The practices began in January, although they were initially focused on the New Year’s festival performance at the Vietnamese church which involved a fashion show to show off the contestants. Tina was picked as the People’s Favorite, chosen by the audience, and she won a sash and flowers. After that, the rehearsals focused more on walking, dancing, and speech, although, they spent one Saturday primarily on community service. The girls also took part in photo shoots that got posted on the MVSA Facebook and Instagram, which allowed the followers to get to know the contestants beforehand.

The event started with a traditional hat dance, with all of the girls in the same dress. The dance was incredibly well-coordinated and everyone seemed like they were enjoying themselves. There were also several singing and dance performances, including Brittney Le, a male acapella group called CatCall, the Brothers Lion Dance, and Golden Lotus which Tina is planning on joining next year.

Each girl had three different dresses: two traditional, and one evening gown. They had to walk across the stage several times in each dress. There was also a section where the ladies were asked questions regarding social issues in the US and in Vietnam, which they were able to prepare for before the event. They initially only had to answer two questions out of a list of 60. After the judges scored their performances, they were split into the top five. Unfortunately, it was at this point that Tina was cut out of the competition. Those five then answered another question. It was then split into the top three, where they all answered the same question. Ngoc Nguyen was picked as the winner.

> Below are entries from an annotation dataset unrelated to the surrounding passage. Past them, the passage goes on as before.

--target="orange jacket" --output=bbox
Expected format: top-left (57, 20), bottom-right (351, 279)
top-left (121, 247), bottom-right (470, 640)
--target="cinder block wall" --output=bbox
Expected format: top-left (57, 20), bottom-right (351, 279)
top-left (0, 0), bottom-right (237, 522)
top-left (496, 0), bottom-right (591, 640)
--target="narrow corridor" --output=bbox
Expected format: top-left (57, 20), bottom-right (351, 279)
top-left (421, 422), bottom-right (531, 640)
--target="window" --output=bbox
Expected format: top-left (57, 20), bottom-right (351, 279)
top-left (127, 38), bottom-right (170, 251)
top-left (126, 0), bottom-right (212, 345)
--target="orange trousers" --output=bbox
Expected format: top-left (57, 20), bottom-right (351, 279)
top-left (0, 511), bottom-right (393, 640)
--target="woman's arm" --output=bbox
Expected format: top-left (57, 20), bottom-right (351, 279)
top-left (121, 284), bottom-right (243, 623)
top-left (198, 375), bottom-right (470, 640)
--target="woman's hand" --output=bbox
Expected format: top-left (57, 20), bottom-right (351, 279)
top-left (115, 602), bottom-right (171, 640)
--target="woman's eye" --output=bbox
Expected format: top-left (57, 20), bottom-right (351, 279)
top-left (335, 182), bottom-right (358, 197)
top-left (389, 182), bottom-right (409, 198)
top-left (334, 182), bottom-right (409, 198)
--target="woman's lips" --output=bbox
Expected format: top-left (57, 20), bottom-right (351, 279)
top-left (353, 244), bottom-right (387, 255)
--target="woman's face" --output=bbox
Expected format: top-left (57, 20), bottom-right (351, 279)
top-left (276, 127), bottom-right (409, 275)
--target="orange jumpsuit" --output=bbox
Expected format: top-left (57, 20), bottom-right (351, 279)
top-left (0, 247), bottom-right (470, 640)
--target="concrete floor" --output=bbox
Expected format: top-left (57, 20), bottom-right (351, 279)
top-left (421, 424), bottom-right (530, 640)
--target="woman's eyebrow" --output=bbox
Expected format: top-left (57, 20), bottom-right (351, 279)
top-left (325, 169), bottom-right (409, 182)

Overall, Tina said that she really loved the experience. She may not have won the money, but she didn’t feel that that was the point of the competition. “The main focus that our coordinators wanted to do was to make this more of a sisterhood kind of thing and stay connected and just have a good time, rather than focusing on being the better one out of a group of girls,” Tina said.

She is planning on staying connected with all of the other participants, and wants to join VSA at the U of A next year.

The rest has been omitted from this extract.